In our previous Article The Value of Community, we discussed what makes a true community. Additionally, we highlighted some of the value it can bring to a person’s life. In this article, we will discuss how the loss of community impacts people.
One hundred years ago people depended on each other for survival. Impart this was because travel was greatly limited. Thus, people who lived near each other were not only neighbors, but their children also attended the same schools and they often attended the same church. Many people lived in a rural environment, which was a great opportunity to create community.
Over the last century, however, people have become more independent. Additionally, travel has increased and the population has become more metropolitan centric. Also, in the name of safety, more and more restrictions exist regarding interactions between individuals. Thus, changing the relationship between people and groups, volunteer activities, and schools.
These cultural shifts have led to a general loss of community. When people don’t know their neighbors, it is hard to have true community with them. The same is true of schools and churches, which may draw people from a wide area. People no longer have the same ties with those people that they once did.
Add to this that church membership has dwindled during the last century. Thus, the church community is no longer present in many people’s lives.
2020’s Contribution to The Loss of Community
The year 2020 has challenged community in ways never experienced before. The lockdown shuttered office doors, churches, and schools. Additionally, regulations prohibited groups from meeting in person.
People were shut-off from any groups or communities that they had been participants in. Even with online school or work, people were distanced from the relationships that they had only days before the lockdown. Working or learning remotely removes the strength of the relationship from the situation. You miss the personal interactions and the side conversations. Even the shared experience of going through the current situation is very impersonal.
Almost every group or organization had to figure out how to do things differently or stop meeting altogether. Many activities were completely closed down (e.g. gyms, yoga). For others, such as church, they became very one-way. Video services were possible for many churches, but they can’t capture the relationship aspect that church provides – no meet and greet, no breaking bread together, and no building of personal relationships.
Even situations that allow in-person attendance have less community than in the past. Two children, for instance, can’t share a private side joke because they are likely required to be six feet apart at all times. This may seem like a small thing, but it is these little moments that build trust, which is a key building block of community.

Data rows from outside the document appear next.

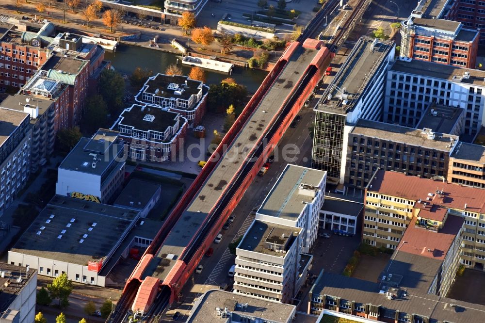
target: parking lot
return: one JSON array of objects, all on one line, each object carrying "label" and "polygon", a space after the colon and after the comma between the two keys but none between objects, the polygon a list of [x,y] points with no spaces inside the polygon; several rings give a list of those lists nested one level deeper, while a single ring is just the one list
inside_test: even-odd
[{"label": "parking lot", "polygon": [[[273,5],[275,7],[277,2],[269,1],[268,5]],[[295,9],[301,12],[298,18],[294,20],[297,25],[305,26],[315,15],[312,9],[318,5],[316,0],[292,0],[287,2],[286,10]],[[248,24],[248,18],[242,16],[242,14],[252,15],[256,16],[256,13],[261,10],[258,6],[258,0],[209,0],[197,17],[197,24],[199,26],[207,26],[212,29],[217,29],[217,22],[222,20],[225,15],[231,15],[231,21],[239,23]],[[249,18],[250,20],[250,18]],[[286,25],[279,25],[278,29],[287,30],[291,32],[292,27]]]}]

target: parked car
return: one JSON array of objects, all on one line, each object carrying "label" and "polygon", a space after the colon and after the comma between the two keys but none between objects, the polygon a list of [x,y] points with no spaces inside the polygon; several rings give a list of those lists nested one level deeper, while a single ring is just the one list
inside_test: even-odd
[{"label": "parked car", "polygon": [[210,257],[214,254],[214,249],[212,248],[209,248],[209,250],[207,250],[207,252],[206,253],[206,257]]}]

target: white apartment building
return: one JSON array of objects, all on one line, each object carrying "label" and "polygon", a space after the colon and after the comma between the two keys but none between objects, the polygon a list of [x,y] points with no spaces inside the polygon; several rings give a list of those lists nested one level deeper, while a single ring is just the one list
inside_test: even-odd
[{"label": "white apartment building", "polygon": [[35,316],[37,271],[0,262],[0,322],[32,323]]},{"label": "white apartment building", "polygon": [[312,167],[334,182],[343,183],[353,125],[359,118],[380,119],[395,50],[392,41],[361,37],[315,107]]},{"label": "white apartment building", "polygon": [[29,114],[0,109],[0,215],[30,175],[32,131]]},{"label": "white apartment building", "polygon": [[236,251],[233,292],[290,303],[313,257],[301,253],[303,229],[255,220]]},{"label": "white apartment building", "polygon": [[317,239],[326,172],[288,164],[256,213],[256,219],[303,229],[303,252]]},{"label": "white apartment building", "polygon": [[464,109],[460,137],[472,137],[485,122],[484,79],[484,71],[400,58],[388,73],[383,121],[415,127],[436,102]]},{"label": "white apartment building", "polygon": [[119,134],[100,129],[81,138],[59,167],[56,194],[106,203],[121,191],[125,159]]}]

The regulations and varying opinions on them impact trust and relationships. Even wearing a face mask can dampen trust. This is through no fault of anyone. It is simply human nature to trust less what you can’t see.
Similarly, it is more challenging to know when a member of the community needs help if you can’t see their facial expressions or are viewing it over video conferencing. Although there isn’t strong agreement on how much communication is nonverbal, it is safe to say that the more nonverbal communication that is lost, the more difficult it can be to communicate even simple things. For instance, in a class, a teacher can take a quick look at her classroom and know if the students understand the material. This is much more challenging with masks and even more challenging over video.
Impact of Loss of Community on Individuals
As the sense of community is lessened either through cultural shifts or through the more extreme limitations that 2020 has brought, individuals can be greatly impacted. Unfortunately, the impacts are often the greatest to the most vulnerable.
The elderly and people that live alone without someone close to call for help need community relationships to survive. When those are lost, they struggle. Some of the struggles are to care for themselves and their home, but often the greatest struggles are with loneliness. Since humans are social beings, the loneliness and lack of human interaction can be devastating.
If the person is hearing impaired, as many older adults are, distancing and mask wearing take an additional toll. In this situation, the person may not understand what is being said to them. Thus, they become very frustrated trying to communicate. This may result in withdrawal from interactions with other people.
Another vulnerable community are those people with PTSD. When a person leaves the military, it is critical that they keep in touch with their military family as that is a very important community. If they don’t keep strong connections, the effects of PTSD can intensify.
Similarly, each time a person moves, changes jobs, graduates, etc., they should take special care to maintain their connections to those communities while building new relationships. Otherwise, they become vulnerable to loneliness and depression. It is important for people to recognize that if they don’t have a strong connection to people (a strong sense of community), it is much easier to simply not participate.